Pertemuan Orang-Orang yang Mengklaim Revolusioner di Gaziantep Turki Sama Sekali Mengabaikan Penggulingan Rezim

 Pertemuan Orang-Orang yang Mengklaim Revolusioner di Gaziantep Turki Sama Sekali Mengabaikan Penggulingan Rezim

Sebaliknya Mereka Bersegera Membuka Jalan Menuju Normalisasi dengan Rezim

Pada Selasa, 3 September 2024, pertemuan yang diperluas diadakan di kota Gaziantep, Turki. Pertemuan itu diikuti oleh “Pemerintahan Sementara Suriah”, “Koalisi Nasional untuk Kekuatan Revolusioner dan Oposisi”, “Komisi Perundingan”, “Dewan Suku dan Klan,” dan para pemimpin “Tentara Nasional Suriah.” Di mana “Realitas Suriah dan cara-cara untuk mengatasi tantangan yang dihadapi dibahas,” demikian menurut pernyataan akhir pertemuan ini yang diterbitkan oleh “Pemerintah Sementara Suriah” (pemerintahan boneka).

Pernyataan tersebut memuat topik-topik utama yang dibahas dalam pertemuan, selain sejumlah rekomendasi, seperti mendukung Tentara Nasional dan Pemerintahan Sementara, menyatukan faksi-faksi, memperkuat komunikasi antara Koalisi Nasional dan basis kerakyatan, serta meningkatkan kehadirannya yang nyata di lapangan. Para peserta juga menekankan “Peran penting yang dimainkan oleh Turki dan Qatar dalam memerangi terorisme.”

Pernyataan ini dibuat beberapa hari setelah Direktur Platform Regional Suriah Regional Amerika, Nicholas Granger, bertemu dengan Ketua Komisi Negosiasi Suriah, Dr. Badr Jamous dan Ketua Koalisi Nasional, Hadi Al-Bahra, dan sebelumnya dengan Kepala Pemerintahan Sementara, Abdel Rahman Mustafa, akan membahas strategi tekanan untuk melaksanakan Resolusi Dewan Keamanan No. 2254 dan merealisasikan solusi politik yang komprehensif!
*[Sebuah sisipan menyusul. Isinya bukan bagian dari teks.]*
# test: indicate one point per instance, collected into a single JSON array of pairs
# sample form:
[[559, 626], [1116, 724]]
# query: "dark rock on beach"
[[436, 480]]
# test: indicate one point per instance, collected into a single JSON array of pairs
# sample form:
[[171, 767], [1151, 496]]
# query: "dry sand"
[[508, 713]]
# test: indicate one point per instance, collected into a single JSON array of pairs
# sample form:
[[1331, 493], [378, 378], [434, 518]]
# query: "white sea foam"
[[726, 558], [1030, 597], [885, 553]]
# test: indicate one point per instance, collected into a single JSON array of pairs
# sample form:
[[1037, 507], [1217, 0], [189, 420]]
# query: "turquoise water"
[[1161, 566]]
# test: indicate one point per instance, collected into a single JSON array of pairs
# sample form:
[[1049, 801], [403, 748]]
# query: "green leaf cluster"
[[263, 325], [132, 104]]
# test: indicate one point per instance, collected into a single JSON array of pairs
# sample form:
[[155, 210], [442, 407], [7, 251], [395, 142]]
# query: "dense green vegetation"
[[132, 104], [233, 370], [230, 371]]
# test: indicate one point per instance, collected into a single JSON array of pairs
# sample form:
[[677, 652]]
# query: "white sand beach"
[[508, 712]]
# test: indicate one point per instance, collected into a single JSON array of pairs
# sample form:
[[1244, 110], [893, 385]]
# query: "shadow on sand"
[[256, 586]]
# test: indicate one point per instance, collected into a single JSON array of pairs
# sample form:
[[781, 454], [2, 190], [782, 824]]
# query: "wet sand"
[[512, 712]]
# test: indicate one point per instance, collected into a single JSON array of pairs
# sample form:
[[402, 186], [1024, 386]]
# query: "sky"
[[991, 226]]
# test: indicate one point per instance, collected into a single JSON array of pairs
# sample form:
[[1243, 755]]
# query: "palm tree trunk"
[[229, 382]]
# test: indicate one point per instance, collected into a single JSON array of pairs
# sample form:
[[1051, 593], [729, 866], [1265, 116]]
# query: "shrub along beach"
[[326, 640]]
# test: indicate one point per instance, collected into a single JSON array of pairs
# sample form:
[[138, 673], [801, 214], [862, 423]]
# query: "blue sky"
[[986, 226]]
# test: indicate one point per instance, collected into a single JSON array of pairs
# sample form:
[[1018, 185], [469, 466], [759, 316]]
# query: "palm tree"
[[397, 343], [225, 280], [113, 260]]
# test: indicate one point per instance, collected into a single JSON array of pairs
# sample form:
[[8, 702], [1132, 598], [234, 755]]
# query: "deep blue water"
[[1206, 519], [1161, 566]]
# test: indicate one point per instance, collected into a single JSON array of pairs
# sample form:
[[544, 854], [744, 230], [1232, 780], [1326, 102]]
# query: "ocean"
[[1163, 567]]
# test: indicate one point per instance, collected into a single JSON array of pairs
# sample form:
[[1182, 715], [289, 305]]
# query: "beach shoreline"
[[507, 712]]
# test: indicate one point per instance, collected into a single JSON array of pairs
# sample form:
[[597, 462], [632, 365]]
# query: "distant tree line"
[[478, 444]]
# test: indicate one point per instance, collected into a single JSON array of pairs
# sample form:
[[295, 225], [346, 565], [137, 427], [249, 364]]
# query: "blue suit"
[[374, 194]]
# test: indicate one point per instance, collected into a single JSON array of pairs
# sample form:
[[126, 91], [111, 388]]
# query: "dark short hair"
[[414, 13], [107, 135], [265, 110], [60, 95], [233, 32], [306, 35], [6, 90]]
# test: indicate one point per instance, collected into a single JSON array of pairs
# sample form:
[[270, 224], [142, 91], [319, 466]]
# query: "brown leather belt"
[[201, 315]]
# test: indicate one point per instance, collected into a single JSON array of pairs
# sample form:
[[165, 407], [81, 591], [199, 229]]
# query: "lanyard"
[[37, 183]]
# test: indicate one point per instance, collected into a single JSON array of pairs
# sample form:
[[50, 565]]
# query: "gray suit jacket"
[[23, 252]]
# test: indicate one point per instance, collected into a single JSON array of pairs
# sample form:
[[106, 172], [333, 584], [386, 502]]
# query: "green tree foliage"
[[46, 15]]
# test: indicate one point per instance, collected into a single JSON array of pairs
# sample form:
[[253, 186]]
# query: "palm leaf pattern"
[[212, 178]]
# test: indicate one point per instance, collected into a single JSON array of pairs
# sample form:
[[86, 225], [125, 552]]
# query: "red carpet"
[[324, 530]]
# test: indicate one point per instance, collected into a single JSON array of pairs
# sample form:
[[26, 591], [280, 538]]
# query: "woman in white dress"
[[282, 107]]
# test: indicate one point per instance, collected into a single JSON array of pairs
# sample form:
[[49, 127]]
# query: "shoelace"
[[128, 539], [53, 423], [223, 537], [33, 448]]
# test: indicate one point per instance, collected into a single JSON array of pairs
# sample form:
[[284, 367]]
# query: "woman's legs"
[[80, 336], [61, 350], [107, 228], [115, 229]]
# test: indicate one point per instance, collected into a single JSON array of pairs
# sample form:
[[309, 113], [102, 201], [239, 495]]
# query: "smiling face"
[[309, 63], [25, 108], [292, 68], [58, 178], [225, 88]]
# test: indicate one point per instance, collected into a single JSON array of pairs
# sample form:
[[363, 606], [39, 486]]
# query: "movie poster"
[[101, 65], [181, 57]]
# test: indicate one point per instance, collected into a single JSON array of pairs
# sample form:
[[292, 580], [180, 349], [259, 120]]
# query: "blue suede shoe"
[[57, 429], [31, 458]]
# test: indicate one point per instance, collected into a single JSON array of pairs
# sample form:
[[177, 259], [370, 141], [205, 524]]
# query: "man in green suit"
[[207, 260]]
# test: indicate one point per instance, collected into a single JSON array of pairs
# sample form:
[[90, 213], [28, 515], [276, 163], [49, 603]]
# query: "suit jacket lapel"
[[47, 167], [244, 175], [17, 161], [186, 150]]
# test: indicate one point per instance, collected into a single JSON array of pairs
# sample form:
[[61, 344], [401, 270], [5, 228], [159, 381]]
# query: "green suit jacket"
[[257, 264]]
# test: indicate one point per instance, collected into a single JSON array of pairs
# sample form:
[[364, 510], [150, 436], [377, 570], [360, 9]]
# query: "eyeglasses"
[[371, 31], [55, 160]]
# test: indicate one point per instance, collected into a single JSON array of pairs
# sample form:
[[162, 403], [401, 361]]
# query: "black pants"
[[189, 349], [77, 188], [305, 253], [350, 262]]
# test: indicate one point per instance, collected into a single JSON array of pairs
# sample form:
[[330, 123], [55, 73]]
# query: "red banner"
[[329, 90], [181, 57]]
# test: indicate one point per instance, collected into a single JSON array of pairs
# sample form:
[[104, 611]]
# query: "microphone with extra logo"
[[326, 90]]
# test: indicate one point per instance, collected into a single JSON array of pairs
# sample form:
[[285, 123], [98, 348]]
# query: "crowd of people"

Pertama-tama, fakta bahwa pertemuan ini diadakan di Turki, sarang konspirasi melawan revolusi dan rakyatnya, menegaskan bahwa orang-orang ini hanyalah alat murahan yang dimanfaatkan dan diarahkan oleh rezim Turki ke mana pun mereka mau, untuk melaksanakan perintah Amerika dalam mengakhiri situasi revolusioner di negeri Syam dan mempersiapkan suasana agar rakyat yang melakukan revolusi dan pengorbanan tunduk pada solusi penyerahan, serta terlibat dalam rangkaian rekonsiliasi dan normalisasi yang dipimpin oleh rezim Turki, bapak baptis rekonsiliasi dengan rezim barel dan kimia, di mana para politisi Turki terus membuat pernyataan untuk memulihkan hubungan dengan rezim tiran Bashar seperti semula dan mendorong rakyat Syam ke arah yang sama.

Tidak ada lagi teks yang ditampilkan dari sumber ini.